September 26, 2013 / 3:03 PM / 4 years ago

Chrysler float would mean different relationship with Fiat

MILAN (Reuters) - A listing of car maker Chrysler would change the relationship with its biggest shareholder Fiat FIA.MI, which has been trying to take full control of the U.S. company, the chairman of the Italian group said on Thursday.

Chrysler, 58.5 percent-owned by Fiat, filed paperwork for a flotation of shares held by the United Auto Workers, which owns the rest of Chrysler through its retirees’ healthcare trust.

The trust demanded the listing after talks with Fiat failed to agree on a buyout deal. Information in the stock market listing document has raised questions about Fiat’s commitment to its Chrysler alliance.

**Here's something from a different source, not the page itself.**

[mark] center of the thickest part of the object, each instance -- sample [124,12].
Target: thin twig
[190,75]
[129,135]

“If the IPO goes ahead and there are two separately listed companies, it is certainly very different from having just one,” Fiat Chairman John Elkann said, replying to a question asking if the alliance with Chrysler were at risk if the float (initial public offering) went through. Elkann was speaking to journalists on the sidelines of a conference in Milan.

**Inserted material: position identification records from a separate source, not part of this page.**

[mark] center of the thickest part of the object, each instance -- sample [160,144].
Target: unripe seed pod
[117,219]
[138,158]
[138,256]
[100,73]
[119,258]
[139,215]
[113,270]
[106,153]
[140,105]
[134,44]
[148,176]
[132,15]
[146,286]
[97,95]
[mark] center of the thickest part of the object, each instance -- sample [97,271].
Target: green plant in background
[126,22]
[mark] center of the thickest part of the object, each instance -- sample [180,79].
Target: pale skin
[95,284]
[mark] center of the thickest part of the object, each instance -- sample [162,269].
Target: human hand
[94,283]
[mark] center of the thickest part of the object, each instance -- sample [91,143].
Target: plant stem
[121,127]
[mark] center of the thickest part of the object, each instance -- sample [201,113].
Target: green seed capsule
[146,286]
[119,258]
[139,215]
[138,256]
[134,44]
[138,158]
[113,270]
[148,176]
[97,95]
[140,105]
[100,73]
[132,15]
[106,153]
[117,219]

If the two car companies end up being separately listed, Fiat could re-consider its business plan with the U.S. automaker, Chrysler said in its filing.

Fiat wants to buy the 41.5 percent stake in Chrysler it does not already own, in order to merge the group’s finances as well. But the owner of the stake, the union-affiliated healthcare trust, has not accepted Fiat’s offer.

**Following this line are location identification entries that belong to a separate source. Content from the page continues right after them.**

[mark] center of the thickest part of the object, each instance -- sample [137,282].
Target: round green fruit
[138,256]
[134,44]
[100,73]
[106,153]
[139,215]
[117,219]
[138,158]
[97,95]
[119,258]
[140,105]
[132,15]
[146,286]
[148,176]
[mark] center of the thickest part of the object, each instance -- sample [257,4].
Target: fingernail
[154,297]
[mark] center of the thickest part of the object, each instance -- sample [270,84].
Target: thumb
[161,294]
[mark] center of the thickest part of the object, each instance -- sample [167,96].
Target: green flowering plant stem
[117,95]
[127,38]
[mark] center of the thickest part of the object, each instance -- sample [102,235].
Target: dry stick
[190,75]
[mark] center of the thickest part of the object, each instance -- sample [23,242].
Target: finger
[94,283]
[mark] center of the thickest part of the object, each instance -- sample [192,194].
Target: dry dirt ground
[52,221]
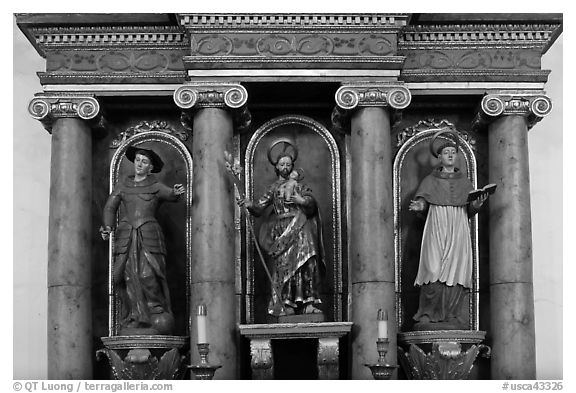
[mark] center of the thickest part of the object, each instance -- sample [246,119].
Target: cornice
[428,37]
[54,38]
[532,105]
[292,21]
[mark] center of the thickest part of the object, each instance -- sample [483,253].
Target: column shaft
[511,288]
[213,239]
[70,351]
[372,235]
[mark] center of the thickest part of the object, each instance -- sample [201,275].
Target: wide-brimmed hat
[155,159]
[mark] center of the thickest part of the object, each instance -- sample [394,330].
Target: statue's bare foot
[310,309]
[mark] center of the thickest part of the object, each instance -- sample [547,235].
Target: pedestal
[440,354]
[145,357]
[327,334]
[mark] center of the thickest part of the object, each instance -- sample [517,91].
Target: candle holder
[382,370]
[204,370]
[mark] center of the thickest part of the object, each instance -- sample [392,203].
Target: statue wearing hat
[446,258]
[139,271]
[291,236]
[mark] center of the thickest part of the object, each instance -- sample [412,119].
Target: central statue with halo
[290,238]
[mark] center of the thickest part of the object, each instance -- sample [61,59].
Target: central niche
[319,157]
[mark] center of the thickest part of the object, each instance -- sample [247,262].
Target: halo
[285,149]
[436,135]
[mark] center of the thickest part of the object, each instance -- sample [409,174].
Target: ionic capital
[233,96]
[210,95]
[48,108]
[394,95]
[533,105]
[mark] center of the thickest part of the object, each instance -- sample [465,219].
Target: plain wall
[30,207]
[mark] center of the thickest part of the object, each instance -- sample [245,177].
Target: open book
[474,194]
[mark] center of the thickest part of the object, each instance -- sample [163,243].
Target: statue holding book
[446,257]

The two sides are thought to be at least $1 billion apart on a price, which has not been made public. By seeking a public listing for part of its stake, the healthcare trust would obtain a market evaluation of its worth.

Fiat is unlikely to walk away from its alliance with Chrysler, analysts have said, since both groups need each other’s products to survive.

But the seamless sharing of technology, dealer networks, purchasing and engines would be slower and more expensive if the two groups were separately listed, said a person familiar with the situation.